Unable to get the story out of my head, I began tracking down newspapers from the time, in archives in Beijing, Shanghai, Hong Kong and London. I learned that the investigation had been jointly handled by the Peking police and a British detective working in China, a unique occurrence and a potentially fascinating collaboration between a senior Chinese and a European detective. Some papers tantalisingly hinted at official interference in the investigation by the British Legation—a desperate attempt to save face by His Majesty’s government in the Far East. The reports of Pamela’s autopsy confirmed that this was a particularly nasty murder, one that had set both the Chinese and foreign rumour mills of Peking working overtime, and sparked paroxysms of fear in a city already jittery about an attack by the surrounding Japanese. Pamela’s was one murder that seemed to presage thousands; an outrage in a city braced for much worse to follow.
All the details around the murder case were intriguing: an eccentric father with a colourful past, fox spirits running riot at night in the old Tartar City of Peking, the suggestion of illicit sex, a whiff of opium, whispers of scandal, a previously rarely mentioned underclass of criminal and corrupt foreigners in the city, the purposeful obfuscation by pompous British diplomats and the terrible lack of final justice in the case.
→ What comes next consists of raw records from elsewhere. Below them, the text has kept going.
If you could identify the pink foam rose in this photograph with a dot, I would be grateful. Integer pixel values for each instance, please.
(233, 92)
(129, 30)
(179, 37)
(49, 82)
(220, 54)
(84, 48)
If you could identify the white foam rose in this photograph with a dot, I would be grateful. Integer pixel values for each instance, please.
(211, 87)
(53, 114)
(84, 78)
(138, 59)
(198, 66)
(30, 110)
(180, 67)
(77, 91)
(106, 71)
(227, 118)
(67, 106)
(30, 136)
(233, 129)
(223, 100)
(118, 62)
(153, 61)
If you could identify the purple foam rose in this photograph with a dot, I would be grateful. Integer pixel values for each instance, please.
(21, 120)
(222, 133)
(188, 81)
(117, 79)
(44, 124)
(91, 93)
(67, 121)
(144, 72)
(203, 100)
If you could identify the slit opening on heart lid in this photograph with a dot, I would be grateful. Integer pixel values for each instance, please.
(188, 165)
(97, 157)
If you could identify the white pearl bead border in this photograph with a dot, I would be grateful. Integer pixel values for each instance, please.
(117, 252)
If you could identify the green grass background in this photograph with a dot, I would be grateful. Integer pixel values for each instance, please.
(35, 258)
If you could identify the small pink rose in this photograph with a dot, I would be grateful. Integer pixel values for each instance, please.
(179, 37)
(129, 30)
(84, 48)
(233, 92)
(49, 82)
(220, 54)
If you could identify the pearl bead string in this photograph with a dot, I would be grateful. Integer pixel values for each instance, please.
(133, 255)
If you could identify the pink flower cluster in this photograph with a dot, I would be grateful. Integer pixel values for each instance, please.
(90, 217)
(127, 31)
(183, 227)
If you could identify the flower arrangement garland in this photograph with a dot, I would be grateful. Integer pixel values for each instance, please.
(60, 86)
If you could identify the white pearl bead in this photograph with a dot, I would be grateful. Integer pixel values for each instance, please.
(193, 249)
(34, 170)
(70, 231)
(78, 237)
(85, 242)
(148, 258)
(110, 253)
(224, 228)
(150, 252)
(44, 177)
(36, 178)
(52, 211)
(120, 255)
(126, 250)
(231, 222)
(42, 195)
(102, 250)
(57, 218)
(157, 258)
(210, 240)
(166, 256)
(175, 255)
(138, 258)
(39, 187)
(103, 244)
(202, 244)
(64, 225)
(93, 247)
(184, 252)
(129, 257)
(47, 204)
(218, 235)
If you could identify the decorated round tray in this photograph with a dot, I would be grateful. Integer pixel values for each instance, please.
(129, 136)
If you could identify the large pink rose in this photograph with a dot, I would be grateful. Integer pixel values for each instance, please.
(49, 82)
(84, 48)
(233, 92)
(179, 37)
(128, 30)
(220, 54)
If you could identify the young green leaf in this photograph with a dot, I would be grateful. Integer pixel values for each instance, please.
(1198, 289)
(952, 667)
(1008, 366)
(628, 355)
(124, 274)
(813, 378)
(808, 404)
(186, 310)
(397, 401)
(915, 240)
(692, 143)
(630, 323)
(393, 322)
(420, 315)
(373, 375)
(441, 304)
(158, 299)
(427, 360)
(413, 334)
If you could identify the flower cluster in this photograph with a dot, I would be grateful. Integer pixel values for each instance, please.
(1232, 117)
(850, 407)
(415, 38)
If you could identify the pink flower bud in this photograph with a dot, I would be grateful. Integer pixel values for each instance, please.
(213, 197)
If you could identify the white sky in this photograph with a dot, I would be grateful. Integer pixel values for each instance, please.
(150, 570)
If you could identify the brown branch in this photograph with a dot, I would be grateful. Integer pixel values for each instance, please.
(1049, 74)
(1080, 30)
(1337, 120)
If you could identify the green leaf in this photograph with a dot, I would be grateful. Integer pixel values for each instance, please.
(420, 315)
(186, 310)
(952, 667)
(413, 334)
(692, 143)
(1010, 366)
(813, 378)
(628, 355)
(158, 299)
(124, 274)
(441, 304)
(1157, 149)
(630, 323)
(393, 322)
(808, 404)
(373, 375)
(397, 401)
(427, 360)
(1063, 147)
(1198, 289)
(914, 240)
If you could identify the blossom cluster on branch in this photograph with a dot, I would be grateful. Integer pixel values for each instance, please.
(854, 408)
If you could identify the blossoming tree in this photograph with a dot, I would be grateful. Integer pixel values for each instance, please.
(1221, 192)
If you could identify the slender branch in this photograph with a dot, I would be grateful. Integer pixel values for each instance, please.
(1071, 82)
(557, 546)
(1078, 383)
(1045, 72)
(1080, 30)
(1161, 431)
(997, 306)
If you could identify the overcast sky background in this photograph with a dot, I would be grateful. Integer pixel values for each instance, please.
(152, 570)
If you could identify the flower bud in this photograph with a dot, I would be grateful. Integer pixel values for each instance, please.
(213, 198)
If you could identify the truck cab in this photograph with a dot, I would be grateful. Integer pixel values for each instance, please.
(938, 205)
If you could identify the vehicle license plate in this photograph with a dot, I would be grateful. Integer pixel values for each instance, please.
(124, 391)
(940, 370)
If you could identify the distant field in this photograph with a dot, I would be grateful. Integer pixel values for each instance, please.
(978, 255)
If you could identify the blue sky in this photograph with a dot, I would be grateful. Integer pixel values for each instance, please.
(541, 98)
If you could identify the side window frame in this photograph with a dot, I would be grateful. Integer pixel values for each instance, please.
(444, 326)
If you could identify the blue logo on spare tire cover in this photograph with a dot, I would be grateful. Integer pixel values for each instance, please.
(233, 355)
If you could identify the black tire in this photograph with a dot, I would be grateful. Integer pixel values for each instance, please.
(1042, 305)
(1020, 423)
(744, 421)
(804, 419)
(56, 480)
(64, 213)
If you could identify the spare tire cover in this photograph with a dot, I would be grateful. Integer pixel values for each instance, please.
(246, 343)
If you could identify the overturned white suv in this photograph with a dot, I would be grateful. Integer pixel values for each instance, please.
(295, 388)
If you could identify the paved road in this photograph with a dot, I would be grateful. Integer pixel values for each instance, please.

All taking place against a backdrop of a doomed China slipping inexorably into wholesale war, which was followed by the drawing tight of the bamboo curtain under Mao. Pamela Werner had been forgotten by everyone a long time ago, it seemed.
It was when I came across a photo of her, on a cold morning in the British Library’s newspaper archives in north London, that I knew her story had to be told. I started writing. And then, by chance, while tying up the loose ends of some research in Britain’s National Archive at Kew, I stumbled across an uncatalogued file in one of several dozen boxes of random correspondence sent from Peking during the years 1941–45. The letters in the file had been recorded, acknowledged, filed and forgotten. There were some 150 pages of close type, with handwriting added by the author in the margins.
It took a while to work out what it all was: the details of the private investigation E. T. C. Werner had conducted after the official one was halted. Peking was by then occupied by the Japanese, yet Werner’s search uncovered more than the detectives had found; it answered questions that they had been unable to, settling nagging doubts and bringing more to light than the official inquest ever did. It took these lost letters of Werner’s to bring Pamela’s murder into focus for me.
In the course of writing this book I travelled to the foreign treaty ports where Werner once served; to the backstreets of Shanghai’s Frenchtown, where so many of the accused and guilty fled; and to Tianjin (Tientsin), where Pamela had gone to boarding school and where other scandals dwelt. Naturally I spent time in Beijing attempting to penetrate the increasingly glitzy and modern exterior of the Chinese capital, looking for traces of that prewar, prerevolutionary city—the former Legation Quarter, the once infamous Badlands, the
hutong
of the old Tartar City and the Fox Tower. Remarkably, most of the key locations in Pamela’s life and story remain, despite the massive disruption and construction in Beijing in the past three decades. I made contact with the few remaining people around the world who remembered Pamela. I rechecked every false scent and misguided trail, every officious injunction from the British authorities.
I came to agree with Werner’s conclusion, and I reconstructed the events of his daughter’s final night, in the chapter ‘Invitation to a Party,’ using his findings. From the start, I thought it important that Pamela Werner not be forgotten, and that some sort of justice, however belated, be awarded her.